The highest reported accuracy for Fish4Knowledge in the literature prior to our work is 98.64%, which was achieved by firstly utilizing filters to the original images to extract the shape of the fish and remove the background, and then employing a CNN with a Support Vector Machine (SVM) for classification [7]. That approach is named DeepFish, which has three standard convolution layers and three fully-connected layers. One common feature of previous solutions is that they usually adopt a pre-processing procedure for the images in order to remove the noise in the targeted image as much as possible, and particularly to outline the contour of the fish [7, 8]. Although this method can improve the system performance, the procedure of the pre-process must be carefully tuned, as it may remove useful information and result in a negative performance impact. Understandably, different species may have distinct nature of living environment, reflected in the background. Intentionally removing the background of the species in the pre-processing may therefore eliminate useful information. To make use of information from the background as much as possible and at the same time to keep the results not influenced by background noise, we need to employ a robust approach that can handle noise adequately and accommodate diversity in classification.

In previous work on fish detection, Liu et al. [18] have presented an online fish tracking system using YOLO and parallel correlation filters, and included detection and categorization in an end-to-end approach. Similar work is carried out by Xu et al. [19] who trained a YOLO architecture aimed at detecting a variety of fish species with three very different datasets, obtaining a mean average precision score of 0.5392. Pedersen et al. [20] extended their work to include marine mammals as well as fish and used the same YOLO techniques. Common for all of these approaches is that they trained their network end-to-end.

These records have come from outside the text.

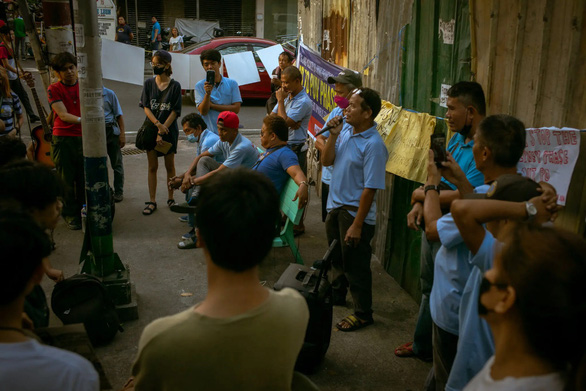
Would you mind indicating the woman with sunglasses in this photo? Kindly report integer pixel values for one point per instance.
(161, 101)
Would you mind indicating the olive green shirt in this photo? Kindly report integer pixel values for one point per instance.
(255, 350)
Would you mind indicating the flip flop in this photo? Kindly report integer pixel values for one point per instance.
(354, 322)
(147, 211)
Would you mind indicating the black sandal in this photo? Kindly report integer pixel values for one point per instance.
(147, 211)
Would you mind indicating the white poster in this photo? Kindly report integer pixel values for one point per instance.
(242, 68)
(270, 57)
(550, 156)
(122, 62)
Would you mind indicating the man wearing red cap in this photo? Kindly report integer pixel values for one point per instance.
(234, 148)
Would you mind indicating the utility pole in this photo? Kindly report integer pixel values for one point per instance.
(101, 260)
(31, 32)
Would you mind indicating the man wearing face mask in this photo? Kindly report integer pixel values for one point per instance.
(466, 108)
(344, 83)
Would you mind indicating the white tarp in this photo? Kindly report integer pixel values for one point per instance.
(550, 156)
(202, 29)
(122, 62)
(242, 68)
(270, 57)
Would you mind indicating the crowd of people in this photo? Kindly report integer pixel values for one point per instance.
(503, 293)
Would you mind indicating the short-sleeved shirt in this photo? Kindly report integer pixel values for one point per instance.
(274, 163)
(123, 33)
(451, 272)
(462, 154)
(69, 96)
(242, 152)
(19, 30)
(156, 26)
(225, 92)
(112, 109)
(9, 107)
(359, 164)
(297, 109)
(7, 54)
(28, 366)
(207, 140)
(172, 102)
(475, 342)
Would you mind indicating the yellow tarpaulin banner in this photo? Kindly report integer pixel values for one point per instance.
(407, 137)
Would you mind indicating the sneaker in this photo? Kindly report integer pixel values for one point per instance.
(188, 235)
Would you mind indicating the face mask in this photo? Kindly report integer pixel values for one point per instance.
(341, 101)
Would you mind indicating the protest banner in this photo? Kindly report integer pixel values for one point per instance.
(550, 156)
(315, 71)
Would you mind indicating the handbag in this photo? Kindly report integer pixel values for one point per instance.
(146, 137)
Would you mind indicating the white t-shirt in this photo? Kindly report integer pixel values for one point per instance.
(483, 381)
(30, 366)
(174, 43)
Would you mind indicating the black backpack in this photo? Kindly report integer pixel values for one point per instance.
(82, 298)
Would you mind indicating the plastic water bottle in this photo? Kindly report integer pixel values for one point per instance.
(83, 217)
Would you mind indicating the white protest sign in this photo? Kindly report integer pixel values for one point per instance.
(242, 68)
(122, 62)
(550, 156)
(270, 57)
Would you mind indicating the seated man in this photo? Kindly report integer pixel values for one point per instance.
(25, 364)
(279, 163)
(242, 336)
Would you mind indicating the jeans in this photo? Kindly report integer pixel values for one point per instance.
(422, 338)
(351, 265)
(115, 155)
(67, 154)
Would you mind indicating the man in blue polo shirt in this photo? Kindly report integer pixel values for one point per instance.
(223, 95)
(466, 108)
(294, 106)
(115, 139)
(280, 163)
(359, 156)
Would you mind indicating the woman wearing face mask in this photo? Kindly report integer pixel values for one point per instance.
(161, 101)
(344, 83)
(534, 299)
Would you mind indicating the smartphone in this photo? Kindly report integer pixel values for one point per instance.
(211, 77)
(438, 146)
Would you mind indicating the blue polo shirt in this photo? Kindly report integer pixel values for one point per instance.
(462, 154)
(207, 140)
(451, 272)
(359, 164)
(274, 163)
(297, 109)
(224, 93)
(241, 153)
(112, 109)
(475, 344)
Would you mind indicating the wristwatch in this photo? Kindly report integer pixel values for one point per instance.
(430, 187)
(531, 211)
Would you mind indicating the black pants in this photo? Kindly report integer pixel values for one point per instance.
(18, 89)
(351, 265)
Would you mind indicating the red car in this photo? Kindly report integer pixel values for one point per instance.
(230, 45)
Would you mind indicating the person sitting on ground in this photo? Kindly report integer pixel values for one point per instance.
(25, 364)
(35, 189)
(279, 163)
(195, 127)
(242, 336)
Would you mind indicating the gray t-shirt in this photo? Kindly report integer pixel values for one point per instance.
(30, 366)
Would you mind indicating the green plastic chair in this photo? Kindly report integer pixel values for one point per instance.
(291, 210)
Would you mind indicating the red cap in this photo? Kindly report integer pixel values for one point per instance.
(230, 119)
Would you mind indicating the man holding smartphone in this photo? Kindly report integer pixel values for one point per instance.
(215, 93)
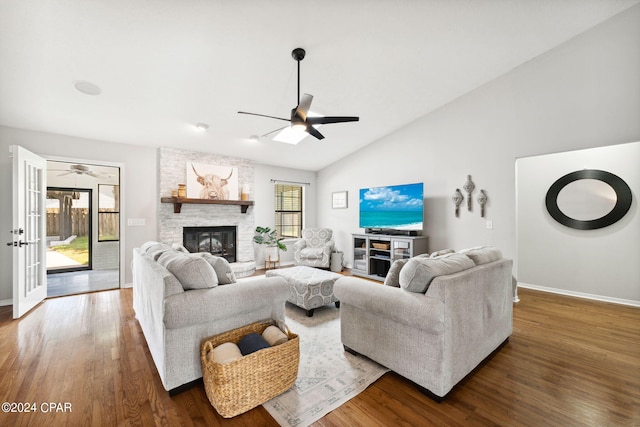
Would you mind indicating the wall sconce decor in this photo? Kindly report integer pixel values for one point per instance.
(622, 202)
(482, 200)
(469, 186)
(457, 200)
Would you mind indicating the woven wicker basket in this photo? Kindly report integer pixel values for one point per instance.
(236, 387)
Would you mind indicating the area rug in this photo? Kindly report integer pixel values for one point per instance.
(327, 376)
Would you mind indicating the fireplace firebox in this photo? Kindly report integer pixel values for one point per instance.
(219, 241)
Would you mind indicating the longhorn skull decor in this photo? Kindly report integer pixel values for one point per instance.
(212, 182)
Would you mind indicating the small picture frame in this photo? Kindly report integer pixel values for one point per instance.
(339, 200)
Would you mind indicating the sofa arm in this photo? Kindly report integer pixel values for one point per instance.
(408, 308)
(200, 306)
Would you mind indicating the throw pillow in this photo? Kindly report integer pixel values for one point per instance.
(393, 276)
(167, 256)
(178, 247)
(483, 255)
(221, 266)
(157, 249)
(418, 273)
(441, 252)
(193, 272)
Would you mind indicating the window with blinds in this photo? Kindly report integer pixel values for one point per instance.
(288, 210)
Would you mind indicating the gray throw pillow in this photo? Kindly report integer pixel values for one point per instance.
(193, 272)
(441, 252)
(393, 276)
(155, 250)
(178, 247)
(221, 266)
(418, 273)
(483, 255)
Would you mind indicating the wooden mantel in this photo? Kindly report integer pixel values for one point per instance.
(178, 201)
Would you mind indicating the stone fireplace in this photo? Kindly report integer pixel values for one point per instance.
(218, 241)
(173, 164)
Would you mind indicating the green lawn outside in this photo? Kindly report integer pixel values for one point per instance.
(77, 250)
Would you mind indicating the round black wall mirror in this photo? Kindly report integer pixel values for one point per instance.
(620, 209)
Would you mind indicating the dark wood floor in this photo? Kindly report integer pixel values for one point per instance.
(569, 362)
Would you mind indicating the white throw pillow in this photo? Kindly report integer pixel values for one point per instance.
(193, 272)
(418, 273)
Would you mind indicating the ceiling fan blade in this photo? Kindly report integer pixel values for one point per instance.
(314, 132)
(263, 115)
(274, 131)
(304, 105)
(331, 119)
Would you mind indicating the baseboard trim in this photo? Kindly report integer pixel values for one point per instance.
(584, 295)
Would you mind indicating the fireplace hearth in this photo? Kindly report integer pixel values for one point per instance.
(218, 241)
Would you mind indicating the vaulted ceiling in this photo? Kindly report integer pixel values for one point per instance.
(165, 65)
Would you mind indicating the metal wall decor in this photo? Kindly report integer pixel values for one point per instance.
(620, 209)
(457, 200)
(482, 200)
(469, 186)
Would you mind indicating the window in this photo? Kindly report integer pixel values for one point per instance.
(288, 210)
(108, 213)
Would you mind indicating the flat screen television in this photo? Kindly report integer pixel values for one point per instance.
(392, 208)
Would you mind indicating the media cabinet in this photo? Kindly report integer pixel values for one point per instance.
(373, 254)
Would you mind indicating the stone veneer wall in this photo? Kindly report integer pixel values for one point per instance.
(173, 172)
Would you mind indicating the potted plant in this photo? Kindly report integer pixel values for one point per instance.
(268, 237)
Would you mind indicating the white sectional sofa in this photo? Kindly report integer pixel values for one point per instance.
(180, 299)
(436, 322)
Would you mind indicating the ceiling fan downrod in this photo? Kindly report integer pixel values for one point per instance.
(298, 54)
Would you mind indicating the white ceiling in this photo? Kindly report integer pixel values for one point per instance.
(165, 65)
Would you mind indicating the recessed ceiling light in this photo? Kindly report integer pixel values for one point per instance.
(87, 88)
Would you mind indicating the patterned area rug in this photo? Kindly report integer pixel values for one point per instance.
(327, 377)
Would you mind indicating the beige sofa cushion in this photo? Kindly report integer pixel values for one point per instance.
(483, 255)
(417, 274)
(192, 271)
(221, 266)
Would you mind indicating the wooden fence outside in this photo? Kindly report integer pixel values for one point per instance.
(79, 222)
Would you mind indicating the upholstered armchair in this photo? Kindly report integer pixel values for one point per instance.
(314, 248)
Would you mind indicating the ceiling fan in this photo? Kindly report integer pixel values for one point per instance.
(299, 115)
(79, 170)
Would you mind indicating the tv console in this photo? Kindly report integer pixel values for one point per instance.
(374, 253)
(392, 232)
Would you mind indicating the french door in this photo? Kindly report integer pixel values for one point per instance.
(28, 230)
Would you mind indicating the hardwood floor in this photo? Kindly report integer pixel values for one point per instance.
(569, 362)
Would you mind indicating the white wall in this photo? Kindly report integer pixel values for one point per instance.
(582, 94)
(601, 262)
(139, 187)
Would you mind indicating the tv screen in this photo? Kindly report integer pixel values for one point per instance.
(395, 207)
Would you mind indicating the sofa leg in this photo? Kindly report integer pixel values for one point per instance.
(350, 350)
(430, 394)
(184, 387)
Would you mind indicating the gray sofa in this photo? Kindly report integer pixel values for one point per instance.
(436, 321)
(180, 299)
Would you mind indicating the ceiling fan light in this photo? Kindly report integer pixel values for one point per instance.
(299, 127)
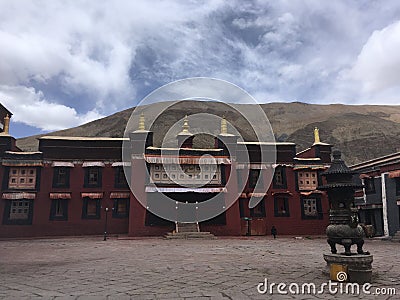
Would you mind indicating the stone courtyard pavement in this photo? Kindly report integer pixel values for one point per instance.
(155, 268)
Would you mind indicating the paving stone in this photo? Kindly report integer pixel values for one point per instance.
(229, 268)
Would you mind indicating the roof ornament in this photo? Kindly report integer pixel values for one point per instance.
(185, 127)
(6, 125)
(141, 122)
(224, 126)
(316, 136)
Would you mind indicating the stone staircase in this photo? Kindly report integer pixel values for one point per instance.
(189, 231)
(396, 237)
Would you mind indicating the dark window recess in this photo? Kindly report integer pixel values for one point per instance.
(91, 208)
(398, 186)
(18, 212)
(369, 184)
(59, 209)
(258, 210)
(281, 206)
(279, 181)
(61, 177)
(311, 208)
(120, 180)
(121, 208)
(244, 208)
(218, 220)
(254, 176)
(93, 177)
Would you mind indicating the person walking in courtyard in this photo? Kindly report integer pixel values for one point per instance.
(274, 231)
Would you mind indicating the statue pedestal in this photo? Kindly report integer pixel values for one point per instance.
(359, 266)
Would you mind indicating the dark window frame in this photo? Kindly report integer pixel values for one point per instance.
(85, 203)
(56, 183)
(244, 210)
(219, 220)
(254, 179)
(275, 185)
(397, 180)
(286, 206)
(319, 215)
(7, 210)
(369, 184)
(262, 213)
(119, 178)
(64, 204)
(87, 184)
(153, 220)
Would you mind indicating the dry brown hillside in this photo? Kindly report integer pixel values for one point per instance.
(361, 132)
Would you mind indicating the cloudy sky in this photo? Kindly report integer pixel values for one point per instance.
(64, 63)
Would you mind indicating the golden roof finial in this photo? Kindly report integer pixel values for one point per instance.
(6, 124)
(141, 122)
(316, 136)
(185, 127)
(224, 126)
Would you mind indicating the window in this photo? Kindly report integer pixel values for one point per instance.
(369, 184)
(281, 206)
(244, 208)
(311, 208)
(18, 212)
(307, 180)
(398, 187)
(258, 210)
(121, 208)
(93, 177)
(91, 208)
(120, 180)
(59, 209)
(280, 177)
(254, 175)
(61, 177)
(22, 178)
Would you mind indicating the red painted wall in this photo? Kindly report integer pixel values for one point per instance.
(75, 225)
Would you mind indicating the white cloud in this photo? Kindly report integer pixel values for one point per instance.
(378, 65)
(30, 107)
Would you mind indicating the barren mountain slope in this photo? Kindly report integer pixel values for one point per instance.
(361, 132)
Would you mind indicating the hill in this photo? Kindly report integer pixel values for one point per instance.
(360, 132)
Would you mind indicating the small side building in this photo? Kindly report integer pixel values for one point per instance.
(379, 201)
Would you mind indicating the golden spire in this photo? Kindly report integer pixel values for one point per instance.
(224, 127)
(316, 136)
(141, 122)
(6, 124)
(185, 127)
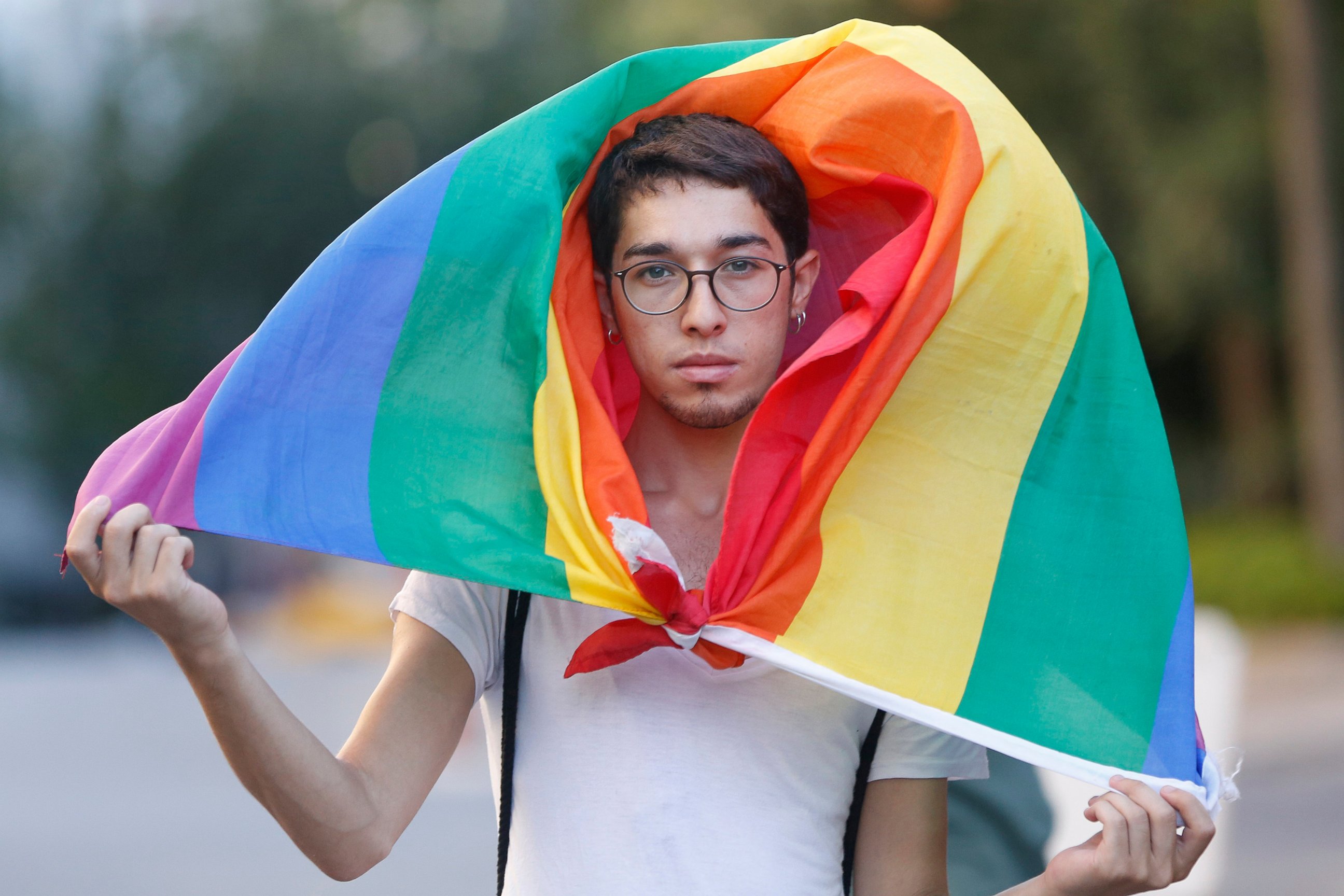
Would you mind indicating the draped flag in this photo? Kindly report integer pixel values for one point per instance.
(956, 503)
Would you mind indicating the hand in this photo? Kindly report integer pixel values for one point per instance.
(1138, 848)
(142, 570)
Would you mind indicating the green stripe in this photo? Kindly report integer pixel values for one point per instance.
(1095, 559)
(452, 479)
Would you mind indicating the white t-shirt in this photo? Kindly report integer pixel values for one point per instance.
(662, 774)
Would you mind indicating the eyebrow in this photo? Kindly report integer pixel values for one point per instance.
(732, 241)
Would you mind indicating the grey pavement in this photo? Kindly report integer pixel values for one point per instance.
(112, 785)
(110, 782)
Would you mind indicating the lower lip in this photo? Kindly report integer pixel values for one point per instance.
(706, 372)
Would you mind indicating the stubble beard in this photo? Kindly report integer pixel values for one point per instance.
(711, 412)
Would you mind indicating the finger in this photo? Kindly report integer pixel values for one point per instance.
(174, 554)
(1115, 831)
(82, 542)
(1161, 819)
(148, 542)
(119, 538)
(1199, 829)
(1136, 820)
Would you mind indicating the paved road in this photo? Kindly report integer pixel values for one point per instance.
(112, 785)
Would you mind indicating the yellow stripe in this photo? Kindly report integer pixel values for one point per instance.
(596, 572)
(913, 531)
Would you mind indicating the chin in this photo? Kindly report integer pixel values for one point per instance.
(710, 410)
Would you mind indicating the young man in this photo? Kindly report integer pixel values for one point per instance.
(657, 776)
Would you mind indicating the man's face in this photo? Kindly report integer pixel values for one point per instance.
(707, 366)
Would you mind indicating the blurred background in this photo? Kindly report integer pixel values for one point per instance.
(169, 167)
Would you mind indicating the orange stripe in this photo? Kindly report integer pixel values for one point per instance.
(832, 151)
(608, 479)
(947, 162)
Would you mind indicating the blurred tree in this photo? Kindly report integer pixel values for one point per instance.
(1293, 34)
(225, 159)
(221, 163)
(1155, 109)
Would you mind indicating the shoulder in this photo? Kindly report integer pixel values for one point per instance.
(911, 750)
(469, 614)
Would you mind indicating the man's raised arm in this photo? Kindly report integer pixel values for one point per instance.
(344, 812)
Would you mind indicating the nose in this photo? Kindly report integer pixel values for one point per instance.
(702, 313)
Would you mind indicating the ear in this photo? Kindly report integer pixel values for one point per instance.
(604, 301)
(805, 272)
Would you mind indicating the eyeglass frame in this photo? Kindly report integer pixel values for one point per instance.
(710, 273)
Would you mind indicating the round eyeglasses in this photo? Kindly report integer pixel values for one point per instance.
(741, 284)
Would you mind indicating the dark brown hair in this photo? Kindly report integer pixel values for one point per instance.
(716, 148)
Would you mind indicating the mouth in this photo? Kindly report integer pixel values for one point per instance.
(706, 367)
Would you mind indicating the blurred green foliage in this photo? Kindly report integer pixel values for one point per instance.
(223, 153)
(1264, 567)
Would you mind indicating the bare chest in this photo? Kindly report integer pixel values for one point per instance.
(693, 540)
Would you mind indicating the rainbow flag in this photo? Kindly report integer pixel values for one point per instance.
(956, 503)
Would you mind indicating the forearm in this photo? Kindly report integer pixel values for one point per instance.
(324, 804)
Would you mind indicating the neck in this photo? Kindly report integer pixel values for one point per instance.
(683, 463)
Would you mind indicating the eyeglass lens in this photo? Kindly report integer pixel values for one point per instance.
(741, 284)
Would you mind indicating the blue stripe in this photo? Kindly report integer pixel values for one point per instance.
(1171, 749)
(287, 440)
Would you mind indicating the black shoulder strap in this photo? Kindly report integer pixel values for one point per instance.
(861, 786)
(515, 619)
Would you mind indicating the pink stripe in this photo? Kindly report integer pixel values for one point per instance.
(156, 463)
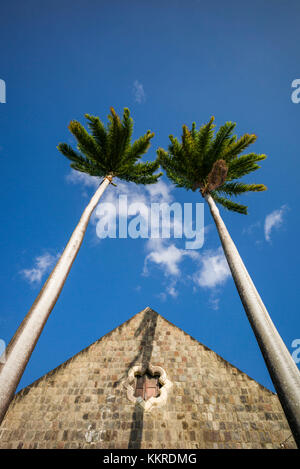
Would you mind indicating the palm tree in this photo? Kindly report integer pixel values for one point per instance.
(106, 152)
(213, 164)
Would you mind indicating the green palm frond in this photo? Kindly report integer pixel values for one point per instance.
(212, 162)
(229, 204)
(108, 150)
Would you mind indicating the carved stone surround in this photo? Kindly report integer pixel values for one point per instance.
(153, 401)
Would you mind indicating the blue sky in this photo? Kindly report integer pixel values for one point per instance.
(171, 63)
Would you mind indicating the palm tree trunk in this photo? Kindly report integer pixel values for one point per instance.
(282, 368)
(22, 344)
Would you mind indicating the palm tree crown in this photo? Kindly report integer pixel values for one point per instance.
(108, 151)
(212, 162)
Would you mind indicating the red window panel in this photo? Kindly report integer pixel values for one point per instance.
(147, 386)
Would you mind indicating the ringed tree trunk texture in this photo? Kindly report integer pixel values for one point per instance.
(282, 368)
(23, 342)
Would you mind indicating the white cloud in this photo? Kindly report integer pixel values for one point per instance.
(274, 220)
(76, 177)
(252, 228)
(42, 264)
(138, 91)
(214, 269)
(165, 254)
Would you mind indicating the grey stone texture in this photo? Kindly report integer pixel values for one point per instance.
(83, 403)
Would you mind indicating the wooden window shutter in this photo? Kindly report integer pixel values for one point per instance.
(146, 386)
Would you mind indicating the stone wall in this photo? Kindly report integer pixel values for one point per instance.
(84, 402)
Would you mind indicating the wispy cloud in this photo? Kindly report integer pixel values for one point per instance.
(274, 220)
(138, 92)
(214, 270)
(209, 268)
(167, 256)
(42, 265)
(76, 177)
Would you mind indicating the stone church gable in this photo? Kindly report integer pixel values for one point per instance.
(90, 401)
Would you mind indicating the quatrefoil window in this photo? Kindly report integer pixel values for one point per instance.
(147, 386)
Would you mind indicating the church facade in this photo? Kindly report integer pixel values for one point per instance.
(146, 384)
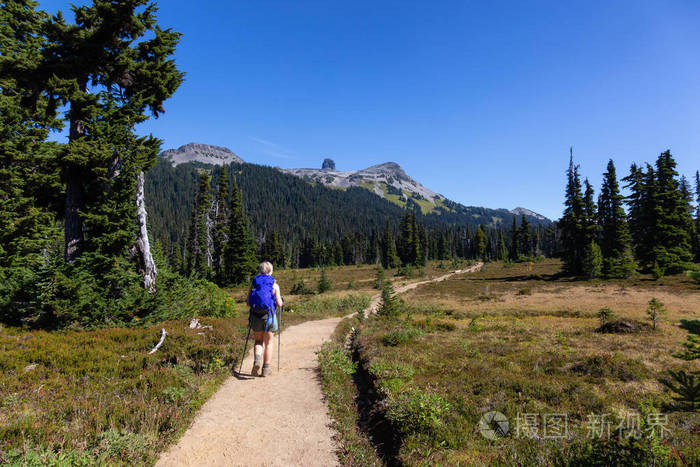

In this paper, we propose a different method, namely a separate deep learning-based approach for temperate fish detection and classification. In more detail, we have used images, and videos taken by underwater cameras in natural environments, employed YOLOv3 [21] for fish detection, and explored CNN using the most recent SE architecture for classification. Because it is common to have multiple species in the same frame, the YOLO algorithm was used for fish detection, and once detected, the algorithm classified the fish to its particular species. Because the Fish4Knowledge dataset is limited to tropical fish species, for the training samples in the classification phase, we collected a new dataset of temperate fish species for this study. Our approach for classification was to train the network on the Fish4Knowledge dataset in order to learn generic features of fish, a step called pre-training. The learned weights were then used as a starting point for further training on the newly collected dataset containing images of temperate fish species, called post-training. This two-step training process is known as transfer learning [22]. Note that the proposed approach requires no pre-processing of images, except re-sizing to the appropriate input size for the network. To the best of our knowledge, the adopted techniques have not been applied to temperate fish detection and classification in previous work.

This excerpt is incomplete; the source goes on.